Thanks for all the advice - this has been really useful 

Looks like the Nitro Rods are getting the most votes at the moment, and I'll have to go and have a look at them. Love that warranty, Tryto2fish!


> the lifetime warranty on them means never have to worried about another big bag of coins for another rod if it break.i think its only $60 for each replacement section.


 .

I'm leaning towards the Magnum Butt, rather than the Viper, pretty much on the theory proposed by redphoenix:


> I suspect that fishing off a yak gives you a bit more flexibility than in a boat. You don't have to cast as far, since you can constantly adjust your position - which means the 'metal plug' part of the rod doesn't have to be as stiff; you don't have to muscle the fish around as much, since you're not attached to the sea floor with an anchor - which means that the plastics side of the rod doesn't have to be as heavy.


Yeah I had a look at T-curves etc, but I couldn't find a model that would cover that whole lure weight range. The Magnum Butt looks like it can, and I like the idea of buying real quality. (slightly off-topic): I play guitar; I'm not that good. Years ago, I thought to myself "how come I don't sound like my heroes - Doc Watson, Tony Rice, Dan Crary ... ?" The answer seemed obvious - they played great guitars (I was young :lol: ). So I bought a Martin D28 (about $4000 nowadays). Imagine my horror to find I was still a crap guitarist. But at least I was a crap guitarist with great tone  and now I couldn't blame my guitar for my lousy technique.

So (to bring it back on topic), I figure that if I buy the Magnum Butt I won't be able to blame the rod for my fishing inadequacies. It'll be down to me. Now all I have to do is decide on a reel. And braid. And finish rigging up the Outback. And ...

Thanks everyone!


----------



## wopfish (Dec 4, 2006)

The M Butt is great - you wont be dissapointed - it will come into its own when you hook up a fish with size and fight..... good luck... you can always upgrade to the Viper later on :lol: :lol:


----------



## Biggera Yakker (Jan 25, 2007)

Sabre blanks are great if you can get your hands on one - secondhand is probably the go!


----------



## wopfish (Dec 4, 2006)

You mean one of these...............


----------



## mustrumr (Feb 27, 2009)

Well, i did it - bought the Magnum Butt, I mean  . And a Stradic 4000Fi with 20lb Daiwa TD Sensor braid (AAAAGH, $70! You know you've got a tackle problem when all the sales staff at the tackle shop know you by your first name :lol: ) I'll probably put a slightly cheaper brand of 10lb braid on the spare spool for tailor and salmon.
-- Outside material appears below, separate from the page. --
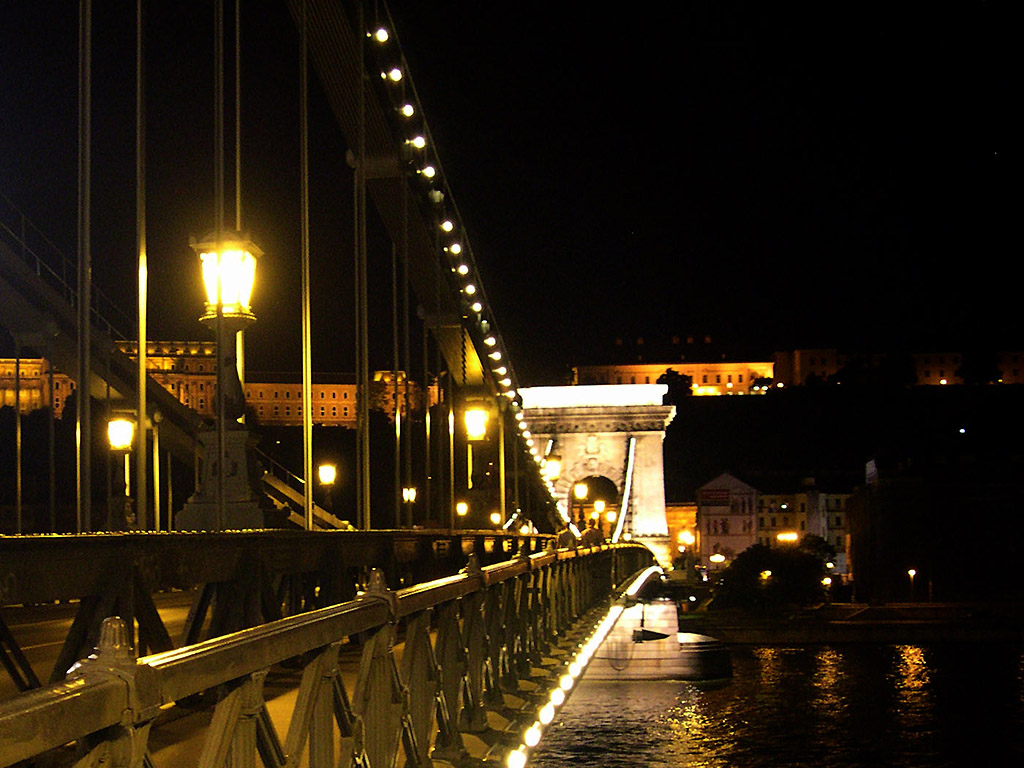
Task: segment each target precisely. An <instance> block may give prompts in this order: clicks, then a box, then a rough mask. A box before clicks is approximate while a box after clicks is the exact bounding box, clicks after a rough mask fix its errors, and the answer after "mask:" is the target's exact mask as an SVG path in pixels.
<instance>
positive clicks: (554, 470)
mask: <svg viewBox="0 0 1024 768" xmlns="http://www.w3.org/2000/svg"><path fill="white" fill-rule="evenodd" d="M519 424H520V425H521V424H522V422H519ZM542 466H543V468H544V477H545V478H546V479H548V480H557V479H558V477H559V476H560V475H561V474H562V458H561V457H560V456H557V455H555V454H551V455H550V456H548V458H547V459H546V460H545V461H544V464H543V465H542Z"/></svg>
Even though the salmon we get here in WA are considerably bigger on average than it's Eastern states cousin, 20lb is definitely overkill.
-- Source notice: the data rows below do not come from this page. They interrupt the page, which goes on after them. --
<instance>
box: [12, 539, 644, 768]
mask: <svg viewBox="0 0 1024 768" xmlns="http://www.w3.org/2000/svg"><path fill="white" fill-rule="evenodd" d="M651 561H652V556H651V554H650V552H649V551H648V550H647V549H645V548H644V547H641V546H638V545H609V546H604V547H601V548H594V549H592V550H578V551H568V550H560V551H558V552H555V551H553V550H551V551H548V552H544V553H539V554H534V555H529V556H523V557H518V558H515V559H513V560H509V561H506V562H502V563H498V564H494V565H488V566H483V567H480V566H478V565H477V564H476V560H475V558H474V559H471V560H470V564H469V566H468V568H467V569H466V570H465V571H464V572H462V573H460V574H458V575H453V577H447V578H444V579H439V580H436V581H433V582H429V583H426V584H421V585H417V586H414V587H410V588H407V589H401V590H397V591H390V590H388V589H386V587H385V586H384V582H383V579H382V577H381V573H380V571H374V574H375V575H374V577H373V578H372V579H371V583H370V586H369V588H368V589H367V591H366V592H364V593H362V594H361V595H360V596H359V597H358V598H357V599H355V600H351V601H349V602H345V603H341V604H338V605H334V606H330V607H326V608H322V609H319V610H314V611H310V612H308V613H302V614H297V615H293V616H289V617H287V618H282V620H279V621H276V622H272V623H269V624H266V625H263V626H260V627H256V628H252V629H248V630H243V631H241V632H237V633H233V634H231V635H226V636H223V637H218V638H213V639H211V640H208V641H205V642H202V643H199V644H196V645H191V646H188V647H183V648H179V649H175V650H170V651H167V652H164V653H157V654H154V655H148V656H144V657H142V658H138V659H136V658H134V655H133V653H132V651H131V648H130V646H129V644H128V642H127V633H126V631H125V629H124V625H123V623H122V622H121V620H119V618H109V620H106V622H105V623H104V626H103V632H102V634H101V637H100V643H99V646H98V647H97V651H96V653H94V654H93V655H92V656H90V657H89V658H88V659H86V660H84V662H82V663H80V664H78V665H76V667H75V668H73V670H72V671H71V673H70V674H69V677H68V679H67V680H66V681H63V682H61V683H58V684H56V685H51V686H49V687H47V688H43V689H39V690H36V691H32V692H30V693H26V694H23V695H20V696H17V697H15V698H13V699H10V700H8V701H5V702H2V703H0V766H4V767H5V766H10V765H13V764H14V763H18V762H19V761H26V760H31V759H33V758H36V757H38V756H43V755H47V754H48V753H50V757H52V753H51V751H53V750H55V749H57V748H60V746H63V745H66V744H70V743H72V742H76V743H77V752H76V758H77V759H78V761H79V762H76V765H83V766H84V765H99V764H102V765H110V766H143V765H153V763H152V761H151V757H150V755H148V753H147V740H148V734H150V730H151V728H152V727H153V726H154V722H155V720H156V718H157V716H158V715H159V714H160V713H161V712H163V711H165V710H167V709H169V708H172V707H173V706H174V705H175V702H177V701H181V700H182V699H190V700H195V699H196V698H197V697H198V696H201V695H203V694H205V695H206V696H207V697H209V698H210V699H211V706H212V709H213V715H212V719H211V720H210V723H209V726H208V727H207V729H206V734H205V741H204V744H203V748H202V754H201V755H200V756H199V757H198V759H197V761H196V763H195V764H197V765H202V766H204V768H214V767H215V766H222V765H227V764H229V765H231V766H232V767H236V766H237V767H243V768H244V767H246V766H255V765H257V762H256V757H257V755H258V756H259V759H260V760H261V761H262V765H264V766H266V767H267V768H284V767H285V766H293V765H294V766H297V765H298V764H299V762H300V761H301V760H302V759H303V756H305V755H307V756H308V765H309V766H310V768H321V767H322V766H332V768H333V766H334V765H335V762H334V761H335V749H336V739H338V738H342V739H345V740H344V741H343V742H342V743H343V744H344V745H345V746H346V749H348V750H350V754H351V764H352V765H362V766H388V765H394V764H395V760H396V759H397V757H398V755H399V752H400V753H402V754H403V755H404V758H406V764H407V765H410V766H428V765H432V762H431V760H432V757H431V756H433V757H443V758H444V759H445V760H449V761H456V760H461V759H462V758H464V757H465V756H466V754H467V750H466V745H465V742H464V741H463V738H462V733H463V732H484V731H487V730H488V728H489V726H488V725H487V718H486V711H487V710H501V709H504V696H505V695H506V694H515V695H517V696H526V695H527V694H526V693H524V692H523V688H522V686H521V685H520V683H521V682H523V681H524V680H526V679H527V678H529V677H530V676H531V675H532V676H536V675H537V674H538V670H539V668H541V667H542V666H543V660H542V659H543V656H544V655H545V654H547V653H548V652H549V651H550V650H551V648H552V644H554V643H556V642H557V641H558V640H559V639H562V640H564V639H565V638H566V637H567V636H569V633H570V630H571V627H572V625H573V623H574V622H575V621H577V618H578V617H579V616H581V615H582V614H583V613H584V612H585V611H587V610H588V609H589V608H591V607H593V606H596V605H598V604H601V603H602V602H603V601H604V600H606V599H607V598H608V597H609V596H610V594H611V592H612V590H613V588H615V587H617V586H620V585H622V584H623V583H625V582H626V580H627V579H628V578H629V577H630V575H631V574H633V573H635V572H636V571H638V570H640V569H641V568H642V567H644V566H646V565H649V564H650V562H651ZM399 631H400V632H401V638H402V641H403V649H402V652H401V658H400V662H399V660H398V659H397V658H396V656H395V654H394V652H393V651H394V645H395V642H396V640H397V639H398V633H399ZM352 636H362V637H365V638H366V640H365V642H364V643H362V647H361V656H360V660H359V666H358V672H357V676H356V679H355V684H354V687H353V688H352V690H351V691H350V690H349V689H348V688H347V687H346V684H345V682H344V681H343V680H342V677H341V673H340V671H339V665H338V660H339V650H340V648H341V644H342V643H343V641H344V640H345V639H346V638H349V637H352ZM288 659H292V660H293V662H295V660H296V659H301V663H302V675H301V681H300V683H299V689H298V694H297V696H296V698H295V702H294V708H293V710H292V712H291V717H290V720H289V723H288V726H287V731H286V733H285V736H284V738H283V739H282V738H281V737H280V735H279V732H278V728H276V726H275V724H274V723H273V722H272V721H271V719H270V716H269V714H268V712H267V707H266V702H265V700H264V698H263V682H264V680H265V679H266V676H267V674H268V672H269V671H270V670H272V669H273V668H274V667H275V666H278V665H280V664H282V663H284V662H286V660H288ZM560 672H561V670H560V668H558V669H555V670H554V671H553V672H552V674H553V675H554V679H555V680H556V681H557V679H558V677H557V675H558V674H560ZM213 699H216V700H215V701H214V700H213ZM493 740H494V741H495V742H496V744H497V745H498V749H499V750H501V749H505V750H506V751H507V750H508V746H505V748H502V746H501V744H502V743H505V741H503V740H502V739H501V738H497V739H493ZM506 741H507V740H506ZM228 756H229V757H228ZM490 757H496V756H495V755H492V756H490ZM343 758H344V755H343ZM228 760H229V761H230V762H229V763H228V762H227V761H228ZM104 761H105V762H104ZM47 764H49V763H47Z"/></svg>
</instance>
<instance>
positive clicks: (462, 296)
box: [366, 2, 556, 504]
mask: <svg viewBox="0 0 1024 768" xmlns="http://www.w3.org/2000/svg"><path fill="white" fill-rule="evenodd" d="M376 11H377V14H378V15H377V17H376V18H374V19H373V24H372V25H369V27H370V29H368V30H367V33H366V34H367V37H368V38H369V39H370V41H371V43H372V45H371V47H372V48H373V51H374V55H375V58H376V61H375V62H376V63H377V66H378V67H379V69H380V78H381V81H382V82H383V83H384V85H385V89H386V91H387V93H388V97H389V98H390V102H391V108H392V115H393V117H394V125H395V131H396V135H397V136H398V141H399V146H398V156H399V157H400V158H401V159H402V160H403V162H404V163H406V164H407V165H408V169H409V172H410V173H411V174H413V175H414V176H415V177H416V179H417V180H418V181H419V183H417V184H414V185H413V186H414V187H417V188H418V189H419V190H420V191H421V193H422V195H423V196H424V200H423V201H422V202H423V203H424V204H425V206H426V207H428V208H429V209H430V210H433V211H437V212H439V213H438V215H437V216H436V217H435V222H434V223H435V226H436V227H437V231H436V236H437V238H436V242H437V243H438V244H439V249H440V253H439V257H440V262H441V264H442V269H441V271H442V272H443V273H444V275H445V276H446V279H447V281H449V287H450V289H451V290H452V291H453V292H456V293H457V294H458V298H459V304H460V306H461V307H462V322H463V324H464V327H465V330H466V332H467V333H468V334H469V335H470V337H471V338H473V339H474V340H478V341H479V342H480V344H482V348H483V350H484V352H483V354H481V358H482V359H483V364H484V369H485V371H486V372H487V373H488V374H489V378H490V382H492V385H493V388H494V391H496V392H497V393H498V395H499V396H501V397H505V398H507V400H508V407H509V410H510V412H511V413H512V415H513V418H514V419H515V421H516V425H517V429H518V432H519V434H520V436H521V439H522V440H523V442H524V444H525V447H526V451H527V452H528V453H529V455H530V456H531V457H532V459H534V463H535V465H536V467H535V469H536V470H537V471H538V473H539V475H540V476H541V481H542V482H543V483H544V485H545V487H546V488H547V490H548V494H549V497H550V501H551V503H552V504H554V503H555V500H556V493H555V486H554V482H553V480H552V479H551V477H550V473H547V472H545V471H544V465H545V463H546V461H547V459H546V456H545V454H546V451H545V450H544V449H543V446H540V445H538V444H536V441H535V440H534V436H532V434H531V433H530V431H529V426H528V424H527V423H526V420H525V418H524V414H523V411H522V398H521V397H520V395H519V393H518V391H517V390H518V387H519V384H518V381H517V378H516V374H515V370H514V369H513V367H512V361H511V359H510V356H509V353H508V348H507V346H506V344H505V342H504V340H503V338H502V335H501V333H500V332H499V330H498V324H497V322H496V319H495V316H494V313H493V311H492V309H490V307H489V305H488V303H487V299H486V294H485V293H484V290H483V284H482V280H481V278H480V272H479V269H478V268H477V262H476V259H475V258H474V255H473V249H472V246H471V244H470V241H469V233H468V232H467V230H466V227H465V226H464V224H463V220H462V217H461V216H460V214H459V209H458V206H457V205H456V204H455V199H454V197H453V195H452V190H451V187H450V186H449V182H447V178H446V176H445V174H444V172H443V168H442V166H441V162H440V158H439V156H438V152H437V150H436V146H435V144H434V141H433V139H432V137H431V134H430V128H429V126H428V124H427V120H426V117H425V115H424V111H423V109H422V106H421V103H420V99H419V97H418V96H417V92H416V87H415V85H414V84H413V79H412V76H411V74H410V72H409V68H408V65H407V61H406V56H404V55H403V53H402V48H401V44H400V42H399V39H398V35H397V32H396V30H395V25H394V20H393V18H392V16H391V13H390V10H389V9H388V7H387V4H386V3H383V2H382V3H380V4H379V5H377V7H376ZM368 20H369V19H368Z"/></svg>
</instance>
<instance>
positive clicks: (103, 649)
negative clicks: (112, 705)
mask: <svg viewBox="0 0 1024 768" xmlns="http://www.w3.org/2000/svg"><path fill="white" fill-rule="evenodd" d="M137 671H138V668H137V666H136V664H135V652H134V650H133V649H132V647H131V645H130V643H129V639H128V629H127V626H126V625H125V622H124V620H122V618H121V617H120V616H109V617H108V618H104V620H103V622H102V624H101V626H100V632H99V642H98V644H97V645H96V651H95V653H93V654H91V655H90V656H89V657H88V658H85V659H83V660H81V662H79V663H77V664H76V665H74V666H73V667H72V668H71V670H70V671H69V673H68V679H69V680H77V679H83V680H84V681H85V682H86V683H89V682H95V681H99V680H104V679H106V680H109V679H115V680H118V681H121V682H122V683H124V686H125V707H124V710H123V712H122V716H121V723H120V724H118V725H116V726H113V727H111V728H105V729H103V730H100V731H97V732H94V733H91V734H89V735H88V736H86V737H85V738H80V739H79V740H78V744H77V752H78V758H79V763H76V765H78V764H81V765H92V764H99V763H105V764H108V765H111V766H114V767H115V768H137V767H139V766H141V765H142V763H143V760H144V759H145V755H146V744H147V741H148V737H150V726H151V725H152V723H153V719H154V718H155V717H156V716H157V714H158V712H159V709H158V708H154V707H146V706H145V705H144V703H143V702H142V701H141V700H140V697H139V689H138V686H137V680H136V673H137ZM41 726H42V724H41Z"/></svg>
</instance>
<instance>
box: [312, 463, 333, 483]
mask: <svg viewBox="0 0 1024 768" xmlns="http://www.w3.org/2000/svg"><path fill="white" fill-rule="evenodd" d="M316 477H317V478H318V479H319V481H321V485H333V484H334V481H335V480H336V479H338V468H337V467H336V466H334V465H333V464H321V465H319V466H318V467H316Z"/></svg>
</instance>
(Slight digression: last Autumn I watched a young teenager land a salmon at Cottesloe that went just short of 90 cm. And he did it on bream gear :shock: . He had been flicking 10 gram slices for herring when he hooked up on the best salmon I saw landed all season. 6lb braid and a T-curve ultralight rod. Had him well into the backing several times and took him 250 metres down the beach from where hooked it. Magic to watch!)

I can't believe how light the MB is! I only got it today, and have yet to have a fish with it, but I couldn't resist taking it down to the park and having a dry cast with a few lures (minus trebles). And I'm very happy.

I didn't try out with anything really light so I don't know it will go there yet, but at the high end it feels really comfortable, even with a 40 gram twisty, as if it's well within its weight range and could handle more (it's rated 9 to 40 grams). My nine foot shorespin light is rated to 40 grams, but it feels like it's working too hard when you try to pelt one out. I'm not going to tempt fate, though - if Innovator reckon it's good for 40 grams I will bow to their wisdom.

The Stradic seems like a perfect match. Balance the rod on your forefinger in the middle of the foregrip and it sits their, dead level. I did briefly think about going up a model or two, but sanity prevailed. Well, relative sanity - this is far and away my most expensive fishing purchase (other than the Outback, of course). One of the many joys of being single is that I don't have to justify my fishing purchases to a partner (are you with me guys?), but I do have to justify them to myself.

So my justification is that I fish for pleasure, and good gear enhances that pleasure. And of course, I'm doing my bit for our shattered economy - Kevin would pat me on the back (actually Kevin would pat anyone on the back if there was a photo opportunity in it for him). Yep, I'm not just gratifying my insatiable gear-lust - I'm kickstarting the angler-led recovery :lol:


----------



## wopfish (Dec 4, 2006)

Looks like you made a good choice - time to leave the park a lone and put a bend in it on the high seas :lol: :lol: :lol: :lol: You need to put the hurt on one of those xtral large sambos you have over there 8) 8)


----------



## Biggera Yakker (Jan 25, 2007)

That's exactly the type of sabre I meant Wopfish, just dip it into the brine and you're away!


----------



## tryto2fish (Nov 14, 2008)

congrats on your recent purchase!!!.you will love it.


----------



## Revo (Aug 3, 2008)

Great buy Alec ... the Nitros are fantastic rods. I like your attitude about enhancing the pleasure with nice gear. Looking forward to a report and pics of some fish who hook-up and enhance the pleasure even further!


----------



## varp (Sep 12, 2005)

yeah Nitros....I got the Distance Spin and get a little bit chubby every time I whip it out.

...nice bit of kit alrighty.


----------



## Saltiga5 (May 15, 2009)

Should i go the nitro viper or magnum butt for snapper / mulloway plastics fishing?


----------



## wopfish (Dec 4, 2006)

I would suggest try starting with the Magnum Butt Distance cast......... this is capable of handling what you need it for - if you find your getting smoked by big reds and jews.... then go up for the viper. Bear in mind that these rods are tough and you might feel undergunned with the Distance cast but treat it mean and put the pressure on with the rod and its highly unlikely to break. You will have more options to work the lures in smaller and finesse sizes - than with the Viper. I own both... I use the viper for bigger kings - the Distance Cast i also use for kings but all the other stuff in between - see how you go and hold them in your hands... but I think the Distance Cast will be more versatile for your lures and casting... but it can haul ass.. so dont think you'll be undergunned with it.... thats my suggestion anyhow.


----------